— Умерла? — ей, как и мне еще
недавно, очень не понравилось это слово. — Но я не могу, мне нельзя! У меня же
вся жизнь впереди! Я на мастера маникюра выучилась, в салон устроилась,
приготовилась деньги лопатой грести, мужика нашла, влюбилась, не знала же
тогда… — По мере осознания ее лицо менялось, будто вытягивалось вниз, отчего
зеленые глаза становились все больше. Катя надолго замолчала — будто окаменела.
А потом заговорила тише и медленнее: — Нет-нет… Мне нельзя. Пожалуйста, не
надо… Моя семья — они же с ума сойдут. А я с братом поссорилась — как ему
теперь, если последний наш разговор закончился скандалом?
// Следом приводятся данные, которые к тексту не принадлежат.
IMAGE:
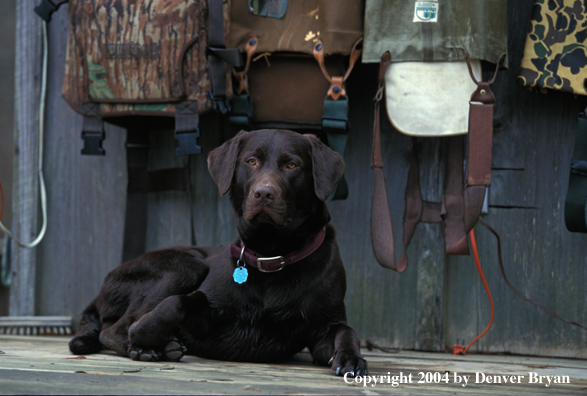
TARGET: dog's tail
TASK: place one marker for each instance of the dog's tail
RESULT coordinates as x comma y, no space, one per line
87,336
Сережка нас с Никитой
на выходе из ресторана увидел — подошел, я их познакомила… А потом брат
высказал мне, что тип какой-то скользкий, не понравился ему. Угрожал, что
челюсть ему свернет, если еще раз к его сестренке приблизится… И я такую
истерику закатила…
Катя зажала лицо ладонями и завыла.
Не о себе, а о том самом неведомом Сережке, который искренне ее любил и
заботился, а она ушла, даже не успев сказать брату, что тот был прав. Я отвела
взгляд, сморгнула слезы. Возможно, моя ситуация была еще и не так печальна —
хотя бы ближайшей родни не осталось. Я родителей давно потеряла — успела
пережить горе, а она только что, и сразу всех. Катерина — слишком эмоциональная
и боевая, я это еще в прошлой жизни уяснила. Она не пропадет. Но прямо в этот
момент мне ее стало жаль даже больше, чем бедняжку Мирту. Больнее ведь не тому,
кто уходит, а кто там остается бесконечно скучать и вспоминать последний
разговор.
Она причитала что-то невнятное,
потом очнулась и начала накидывать варианты:
— А можно передать им сообщение?
Хотя бы матери или брату. Одно! Сказать, как шикарно я тут устроилась — лучше
всякого салона и…
Я обреченно покачала головой, она
осеклась и снова завыла. Я сидела в ее палате несколько часов, пока не заглянул
лекарь и не отчитал меня — сказал, что я еще сильнее расстроила пострадавшую,
отчего ее состояние может ухудшиться.
Весь вечер Абель пытался поднять
мне настроение — то звал вместе сходить на ужин, то просто гладил по спине и
спрашивал, что мне еще может понадобиться. Хороший он — куда уж лучше? Даже
диктатуру свою ни разу не включил, сочтя, что мое нежелание общаться вызвано
недавним стрессом. Когда уходил из моей комнаты, оставляя на ночь, я даже
вполне искренне ему улыбнулась. Никакой он не тиран, а большая теплая
заботушка!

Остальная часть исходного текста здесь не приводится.